Most exchange plans limit member choices

Health insurance plans sold through state health insurance exchanges are likely to include limited choices of doctors and hospitals and require referrals for specialists and preauthorization before expensive procedures, The Wall Street Journal reported.

The paper cited a McKinsey & Co. analysis that found 47 percent of 955 plans proposed for the insurance marketplaces early in the filing period were for health maintenance organizations (HMOs) or plans with similar designs. Other plans classified as preferred provider organizations (PPOs) also would restrict patient choice of doctors and hospitals.

Insurers interviewed for the article said they believe cost-conscious consumers shopping in the online marketplace will accept the tradeoff of less choice for lower premiums.

"Individuals are making a lot of choices based on cost, particularly because it's coming out of their pockets," Steve Hamman, a vice president at Blue Cross and Blue Shield of Illinois, told the newspaper.

By offering plans with smaller provider networks, the company can offer premiums 20 percent to 30 percent lower than its other plans, he said.
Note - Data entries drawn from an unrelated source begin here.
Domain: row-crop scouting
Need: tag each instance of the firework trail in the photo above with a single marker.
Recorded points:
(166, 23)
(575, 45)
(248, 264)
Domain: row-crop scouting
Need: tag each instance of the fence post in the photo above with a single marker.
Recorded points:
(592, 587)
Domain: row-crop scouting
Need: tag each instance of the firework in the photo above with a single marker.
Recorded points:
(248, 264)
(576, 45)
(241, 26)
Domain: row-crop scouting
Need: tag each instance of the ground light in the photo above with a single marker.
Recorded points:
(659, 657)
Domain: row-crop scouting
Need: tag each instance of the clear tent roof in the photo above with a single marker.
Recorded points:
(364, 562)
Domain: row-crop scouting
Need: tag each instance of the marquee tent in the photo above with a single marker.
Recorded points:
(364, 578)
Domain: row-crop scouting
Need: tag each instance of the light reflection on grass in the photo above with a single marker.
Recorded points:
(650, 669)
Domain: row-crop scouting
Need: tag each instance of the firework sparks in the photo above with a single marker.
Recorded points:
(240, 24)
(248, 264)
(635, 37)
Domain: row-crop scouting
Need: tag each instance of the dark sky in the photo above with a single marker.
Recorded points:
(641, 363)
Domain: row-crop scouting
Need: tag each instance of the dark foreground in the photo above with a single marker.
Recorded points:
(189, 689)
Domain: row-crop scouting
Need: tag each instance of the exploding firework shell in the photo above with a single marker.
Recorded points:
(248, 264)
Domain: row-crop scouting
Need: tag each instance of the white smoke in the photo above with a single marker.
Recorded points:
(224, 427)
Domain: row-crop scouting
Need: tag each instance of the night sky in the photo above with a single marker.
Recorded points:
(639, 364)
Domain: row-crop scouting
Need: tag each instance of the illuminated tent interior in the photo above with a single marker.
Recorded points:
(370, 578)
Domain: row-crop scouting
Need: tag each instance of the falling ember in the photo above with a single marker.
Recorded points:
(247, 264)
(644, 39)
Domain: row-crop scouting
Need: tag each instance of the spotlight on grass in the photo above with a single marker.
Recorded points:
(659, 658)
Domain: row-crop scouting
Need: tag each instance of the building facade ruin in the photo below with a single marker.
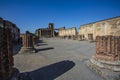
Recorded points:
(45, 32)
(6, 54)
(107, 52)
(109, 26)
(70, 33)
(27, 40)
(13, 28)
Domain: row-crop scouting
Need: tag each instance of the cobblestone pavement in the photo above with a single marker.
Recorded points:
(58, 59)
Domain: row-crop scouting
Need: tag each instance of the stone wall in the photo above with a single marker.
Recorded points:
(108, 48)
(27, 40)
(6, 52)
(70, 32)
(100, 28)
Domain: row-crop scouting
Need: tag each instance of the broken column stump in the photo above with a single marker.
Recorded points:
(6, 52)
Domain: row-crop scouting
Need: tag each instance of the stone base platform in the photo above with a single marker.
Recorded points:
(103, 70)
(26, 50)
(19, 76)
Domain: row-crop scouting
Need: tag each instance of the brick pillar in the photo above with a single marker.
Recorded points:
(6, 51)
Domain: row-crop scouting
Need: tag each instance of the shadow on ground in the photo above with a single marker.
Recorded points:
(39, 44)
(43, 49)
(52, 71)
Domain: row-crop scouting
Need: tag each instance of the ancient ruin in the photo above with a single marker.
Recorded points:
(69, 33)
(107, 52)
(27, 40)
(6, 54)
(45, 32)
(109, 26)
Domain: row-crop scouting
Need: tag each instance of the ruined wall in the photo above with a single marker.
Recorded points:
(45, 32)
(6, 52)
(27, 40)
(101, 28)
(67, 32)
(108, 48)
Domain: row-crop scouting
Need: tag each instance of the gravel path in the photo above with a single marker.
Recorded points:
(58, 59)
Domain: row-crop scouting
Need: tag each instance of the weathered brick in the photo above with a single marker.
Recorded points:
(108, 48)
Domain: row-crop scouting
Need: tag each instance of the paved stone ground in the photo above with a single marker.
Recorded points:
(58, 59)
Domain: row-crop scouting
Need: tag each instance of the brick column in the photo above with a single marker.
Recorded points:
(6, 52)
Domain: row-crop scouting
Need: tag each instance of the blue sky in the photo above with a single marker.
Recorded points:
(33, 14)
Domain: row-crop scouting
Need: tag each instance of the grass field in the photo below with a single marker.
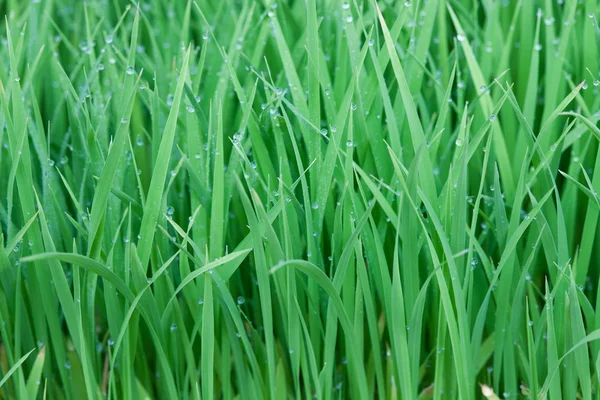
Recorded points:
(300, 199)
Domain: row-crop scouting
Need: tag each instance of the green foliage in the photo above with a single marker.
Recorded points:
(311, 199)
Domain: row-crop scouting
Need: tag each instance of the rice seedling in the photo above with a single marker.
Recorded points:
(314, 199)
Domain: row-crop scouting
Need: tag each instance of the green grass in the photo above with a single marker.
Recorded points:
(297, 200)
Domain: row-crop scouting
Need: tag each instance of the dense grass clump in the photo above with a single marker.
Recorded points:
(299, 199)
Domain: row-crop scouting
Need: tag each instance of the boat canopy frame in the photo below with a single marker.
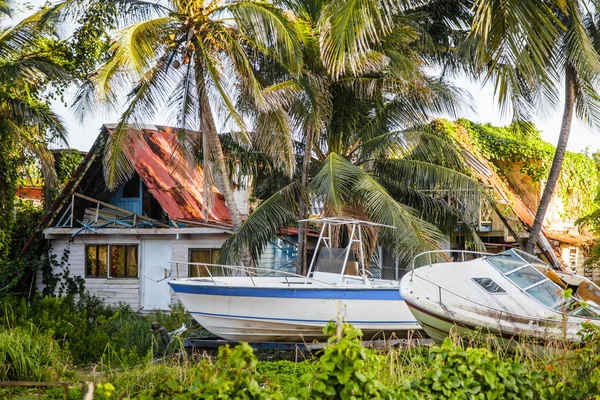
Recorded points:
(325, 240)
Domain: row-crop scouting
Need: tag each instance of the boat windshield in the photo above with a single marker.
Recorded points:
(518, 267)
(332, 260)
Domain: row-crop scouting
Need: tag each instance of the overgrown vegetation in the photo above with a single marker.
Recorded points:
(87, 329)
(37, 343)
(524, 150)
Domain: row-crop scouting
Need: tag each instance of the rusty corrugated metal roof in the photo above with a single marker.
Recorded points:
(175, 181)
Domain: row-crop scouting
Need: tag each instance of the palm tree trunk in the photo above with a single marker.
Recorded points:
(214, 144)
(301, 266)
(559, 156)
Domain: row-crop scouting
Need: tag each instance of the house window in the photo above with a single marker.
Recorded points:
(112, 261)
(203, 256)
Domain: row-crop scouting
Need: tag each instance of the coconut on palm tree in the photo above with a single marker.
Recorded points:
(532, 51)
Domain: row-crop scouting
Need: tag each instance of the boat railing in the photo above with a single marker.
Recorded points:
(240, 270)
(499, 313)
(447, 255)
In some cases, insurers are partnering with healthcare providers to create narrow network plans targeted toward patients with certain chronic conditions.

For example, Blue Cross Blue Shield of Minnesota and Allina Health are creating a plan aimed at patients with diabetes, hypertension and high cholesterol. The BluePrint plan provides two or three free office visits and full coverage for drugs and lab tests, often without co-pays. Premiums are lower than traditional plans, but coverage is limited to Allina hospitals and medical practices.